К счастью, «эти людишки» умеют защищаться против чванства. В ту самую неделю, когда Гёте называет провинциала китайцем, тот заканчивает (не подозревая, что это ответ) свое полемическое сочинение против греков в Веймаре — разумеется, в своем духе, не так кратко и заостренно, а многословно и юмористически, никого не оскорбляя, касаясь больше дела, нежели личностей. Действующее лицо не Гёте или Шиллер, а вымышленный комический персонаж, не поэт, а рецензент, советник по делам искусства Фраишдёрфер, взятый из заготовок к «Титану» и впоследствии в нем снова появившийся; его прототипом современники считали Августа Вильгельма Шлегеля, но под ним, скорее, подразумевался советник Гёте по вопросам искусства Генрих Мейер. Так или иначе, Жан-Поль выступает в защиту своего дела: защищает свой жан-полевский стиль против догм классицизма и еще находящегося в зависимости от них раннего романтизма. (Против обоих направлений потом и будет обращен «Титан», который именно благодаря веймарскому уроку приобрел свой окончательный вид.)
В ноябре 1795 года появился «Квинт Фиксляйн» и так хорошо разошелся, что было запланировано второе издание. Так как Жан-Поль никогда не упускал случая написать предисловие (каждый отдельный томик «Зибенкеза» снабжен им, каждому новому изданию предпосылается новое предисловие, которое не обязательно связано с прилагаемой книгой, почему и имеется больше предисловий, чем книг Жан-Поля), то теперь, в 1796 году, он пишет новое предисловие ко второму изданию, которое, поскольку печатание книги задерживается, а полемика актуальна, забавным образом выходит отдельной брошюрой. В ноябре она уже в продаже: «История моего предисловия ко второму изданию „Квинта Фиксляйна“».

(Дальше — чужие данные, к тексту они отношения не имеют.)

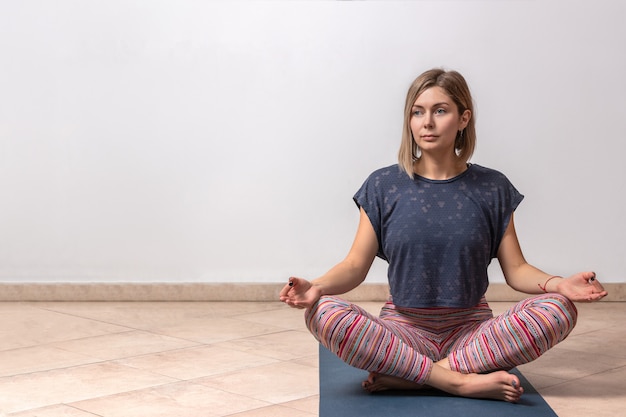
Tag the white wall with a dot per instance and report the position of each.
(222, 141)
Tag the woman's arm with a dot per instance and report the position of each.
(524, 277)
(343, 277)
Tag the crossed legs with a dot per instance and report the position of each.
(400, 355)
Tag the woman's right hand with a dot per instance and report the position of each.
(300, 293)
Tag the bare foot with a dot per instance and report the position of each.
(499, 385)
(377, 382)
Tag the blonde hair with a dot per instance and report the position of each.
(456, 87)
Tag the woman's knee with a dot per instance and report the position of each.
(325, 309)
(557, 312)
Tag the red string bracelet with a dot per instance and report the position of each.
(546, 283)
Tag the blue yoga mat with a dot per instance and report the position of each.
(341, 395)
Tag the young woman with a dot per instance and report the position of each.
(438, 221)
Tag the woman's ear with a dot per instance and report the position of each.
(465, 118)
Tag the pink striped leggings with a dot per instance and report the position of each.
(404, 342)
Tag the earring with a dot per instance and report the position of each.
(459, 142)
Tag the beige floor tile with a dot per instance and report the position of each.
(34, 326)
(240, 357)
(53, 411)
(608, 341)
(599, 395)
(179, 399)
(41, 389)
(39, 358)
(541, 381)
(123, 345)
(276, 383)
(191, 363)
(286, 345)
(568, 364)
(141, 315)
(308, 404)
(273, 411)
(283, 317)
(213, 330)
(312, 361)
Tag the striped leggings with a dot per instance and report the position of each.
(404, 342)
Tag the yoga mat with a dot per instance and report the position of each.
(341, 395)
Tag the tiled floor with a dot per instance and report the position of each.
(243, 359)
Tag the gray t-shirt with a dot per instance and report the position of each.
(439, 236)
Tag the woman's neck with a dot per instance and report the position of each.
(438, 169)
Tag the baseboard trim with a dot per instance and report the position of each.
(215, 292)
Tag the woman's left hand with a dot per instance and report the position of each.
(582, 287)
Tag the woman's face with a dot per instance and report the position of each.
(435, 121)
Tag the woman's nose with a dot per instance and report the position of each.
(429, 120)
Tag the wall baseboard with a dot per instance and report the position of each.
(216, 292)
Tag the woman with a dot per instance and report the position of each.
(439, 221)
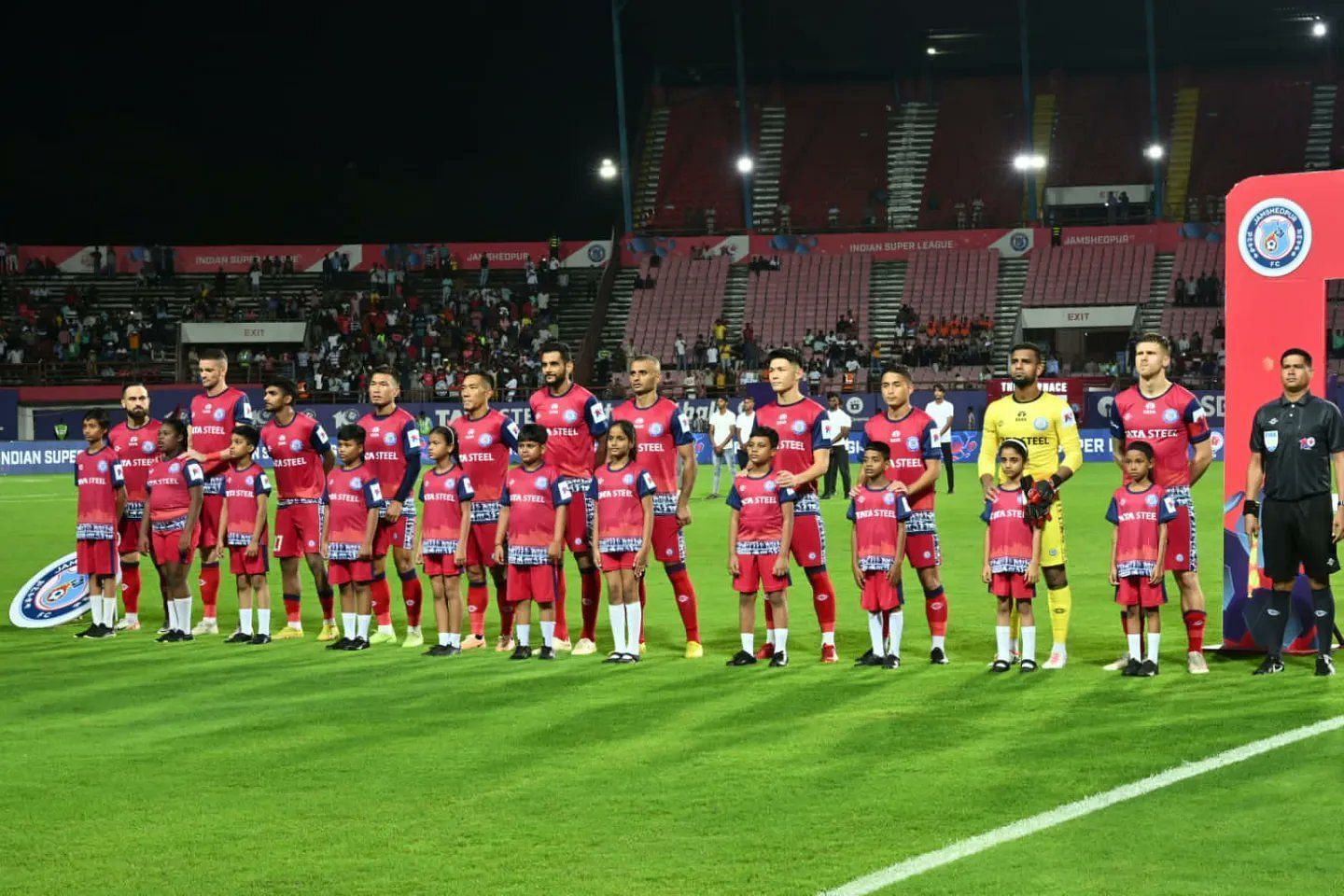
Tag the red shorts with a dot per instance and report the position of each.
(668, 540)
(207, 534)
(241, 565)
(578, 525)
(441, 565)
(1182, 551)
(1011, 584)
(540, 583)
(757, 571)
(879, 594)
(162, 547)
(623, 560)
(299, 529)
(480, 544)
(809, 540)
(1137, 589)
(394, 535)
(924, 551)
(350, 571)
(97, 558)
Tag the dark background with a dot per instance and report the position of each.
(295, 122)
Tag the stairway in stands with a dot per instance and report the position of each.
(1184, 116)
(651, 164)
(735, 299)
(1013, 280)
(765, 179)
(886, 287)
(1151, 315)
(910, 131)
(1320, 132)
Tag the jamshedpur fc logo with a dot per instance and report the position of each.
(1274, 237)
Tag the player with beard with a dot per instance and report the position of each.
(1046, 425)
(136, 443)
(665, 438)
(577, 426)
(213, 419)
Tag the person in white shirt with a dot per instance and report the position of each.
(941, 410)
(742, 428)
(839, 425)
(722, 422)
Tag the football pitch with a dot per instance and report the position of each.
(204, 767)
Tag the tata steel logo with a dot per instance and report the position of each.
(1274, 237)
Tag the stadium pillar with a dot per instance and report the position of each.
(1285, 239)
(1029, 179)
(626, 205)
(742, 110)
(1152, 105)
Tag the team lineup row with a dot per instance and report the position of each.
(614, 493)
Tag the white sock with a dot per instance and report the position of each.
(633, 620)
(1029, 642)
(617, 614)
(875, 633)
(185, 613)
(895, 624)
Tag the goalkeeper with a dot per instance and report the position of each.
(1047, 426)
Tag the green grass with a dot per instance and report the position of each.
(208, 768)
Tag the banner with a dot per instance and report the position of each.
(256, 332)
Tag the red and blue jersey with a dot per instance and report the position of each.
(139, 450)
(97, 479)
(297, 455)
(443, 493)
(350, 495)
(391, 453)
(619, 495)
(574, 421)
(913, 441)
(876, 516)
(1010, 531)
(1139, 517)
(804, 427)
(1170, 424)
(242, 488)
(532, 497)
(211, 422)
(168, 492)
(760, 504)
(483, 449)
(659, 431)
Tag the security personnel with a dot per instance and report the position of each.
(1295, 440)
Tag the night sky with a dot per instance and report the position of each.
(461, 119)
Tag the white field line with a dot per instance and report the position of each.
(1025, 828)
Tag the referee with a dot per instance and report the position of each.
(1295, 440)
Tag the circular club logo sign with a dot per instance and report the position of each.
(57, 594)
(1274, 237)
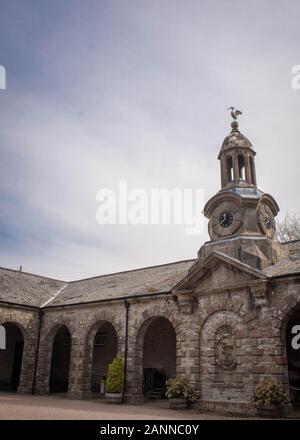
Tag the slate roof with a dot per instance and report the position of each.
(34, 290)
(27, 289)
(149, 280)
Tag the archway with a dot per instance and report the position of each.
(292, 336)
(60, 362)
(159, 357)
(11, 358)
(105, 348)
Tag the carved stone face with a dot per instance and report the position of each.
(225, 351)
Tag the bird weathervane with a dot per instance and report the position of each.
(234, 114)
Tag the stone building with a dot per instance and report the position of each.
(223, 320)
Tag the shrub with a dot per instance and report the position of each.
(268, 392)
(180, 388)
(115, 378)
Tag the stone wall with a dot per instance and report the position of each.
(225, 341)
(27, 321)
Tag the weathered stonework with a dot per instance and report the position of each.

Это и на самом деле история, юмористическая и сатирическая, история путешествия, как и некоторые другие его предисловия. Действующие лица: конечно, Жан-Поль, Паулина Эрман (появляющаяся и в предисловии к «Зибенкезу»), советник по делам искусства Фраишдёрфер. Место действия: дорога из Гофа в Байройт. Сюжет: Жан-Поль доставляет себе две великие радости сразу — он странствует пешком по родному краю и пишет предисловие; он хотел бы прибавить и третью — посмотреть в лицо красивой девушке, что перегоняет его в почтовой карете. Но все три радости портит ему советник по делам искусства (в «Титане» он будет складывать свое лицо в простые, благородные большие складки, подобные драпировкам на одеждах древних). Вместо того чтобы наслаждаться природой, людьми и работой, Жан-Полю приходится выслушивать эстетическую жвачку человека, воплощающего отношение классицизма к искусству, чрезмерный эстетизм которого сделал его враждебным современности, действительности, а также человеку. Кому важна лишь красивая форма, тот превращает эстетику в варварство; тот считает неслыханным, чтобы архитектурные произведения искусства, то есть дома, осквернялись обитателями; тот радуется, когда сгорает город, потому что это позволяет надеяться, что построят новый, более красивый; для того крестьянин не более чем повод для буколической картины, а война — материал для баталиста; тому «во всей вселенной важно только то, что может ему сгодиться»; тот станет во имя изучения искусства пытать людей, если ему надо нарисовать Прометея. Правда, советник по делам искусства полагает, что легче всего прекрасную, то есть благородную греческую, форму достичь «отказом от материи», то есть отказом от содержания.